Entre os muros da escola

sexta-feira, 3 de dezembro de 2010

por Hosana Souza


“Nós estávamos cansados de só obedecer queríamos fazer algo por conta própria que nós desejássemos realmente”, diz a estudante Ana Claudia Robould, 16 anos. Um desejo adolescente que tinha mil motivos para se tornar uma rebelião contra as formas de poder do Colégio Estadual Arruda Negreiros se transformou no maior projeto já produzido na instituição escolar.


“A escola têm os mesmos projetos culturais a uns mil anos: é o coral e o grupo de dança. Eles são mantidos ano após ano pelas alunas do Curso Normal, que não o faziam por prazer e sim pela obrigação quanto à carga horária”, explica, a também aluna, Esther Cavalcante, 17. “Ninguém tinha a liberdade de fazer aquilo que gostava, ou simplesmente fazer aquilo que era solicitado mais da maneira que desejasse, nós éramos obrigados a só obedecer as maluquices daquela criatura ignorante”, completa, fazendo referência a animadora cultural da escola.

Dado o cenário e os inúmeros conflitos, ainda com a obrigação de cumprir a carga horária do estágio as alunas do primeiro e segundo ano se reuniram e se uniram para formar um grupo em que elas pudessem mostrar seus talentos e ainda mais, pudessem desenvolver seus trabalhos à sua maneira. “Eu acredito que a parte mais legal em tudo isso é a união que escola têm a partir de então, não brigamos mais nem competimos, aprendemos o quanto cada um é importante”, conta Esther.


 Mas para tudo isso era necessário, além da união e dos sonhos das meninas, um apoio da instituição, afinal, elas estariam criando um grupo secundário. Nessa bagunça organizada elas encontraram uma fiel escudeira, a professora de sociologia Isabel Rocha, ou simplesmente a Bebel. “De primeira nós simplesmente colocamos o nome dela e nem avisamos nada”, conta Ana Claudia, entre risos, “Graça a Deus ela não ficou com raiva e ainda nos apoio”, completa abraçando a professora.

Emocionada Bebel divide seus sonhos de professora e amiga, “Eu sempre quis ver meus alunos unidos, felizes, conscientes de seus talentos.
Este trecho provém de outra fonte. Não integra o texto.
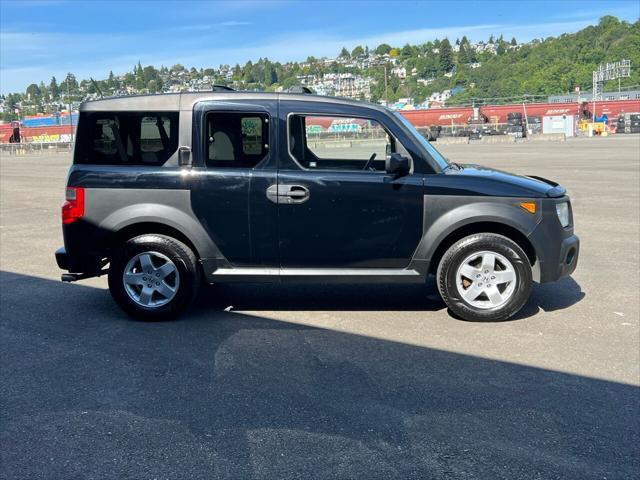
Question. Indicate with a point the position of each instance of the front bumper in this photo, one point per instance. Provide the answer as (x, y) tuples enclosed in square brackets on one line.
[(566, 263), (557, 248)]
Tinha certeza de todos esses talentos; sabia que tinham voz, ritmo, comprometimento, força de vontade”, diz a professora, que completa: “Eu tive um sonho, o de ver turmas, turnos e hierarquias se desfazendo em risos, em admiração, em encantamento. Porque fazia parte do meu sonho a união de iguais, que somos todos nós que compartilhamos esse espaço que se chama Arruda Negreiros. E que hoje abre espaço para um novo momento que se traduz em uma conquista”.

As conquistas comentadas pela professora são o reconhecimento do projeto Voz e Movimento, O grupo iniciou sua série de apresentações na ONG Onda Verde em Tíngua, no Dia da Árvore. Depois do test-drive se apresentaram no Instituto de Educação Rangel Pestana onde venceram o campeonato municipal e seguiram para a quadra da escola de samba Beija-Flor de Nilópolis e se transformaram nos campeões do Concurso Estadual de Música das Escolas Públicas, no último dia 17 de novembro.. Daí por diante foram seguidas mostras, na Escola Municipal José de Anchieta, no Cacuia, na Escola Municipal Ivonete dos Santos Alves, em Rosa dos Ventos e no CIEP 394, também em Rosa dos Ventos.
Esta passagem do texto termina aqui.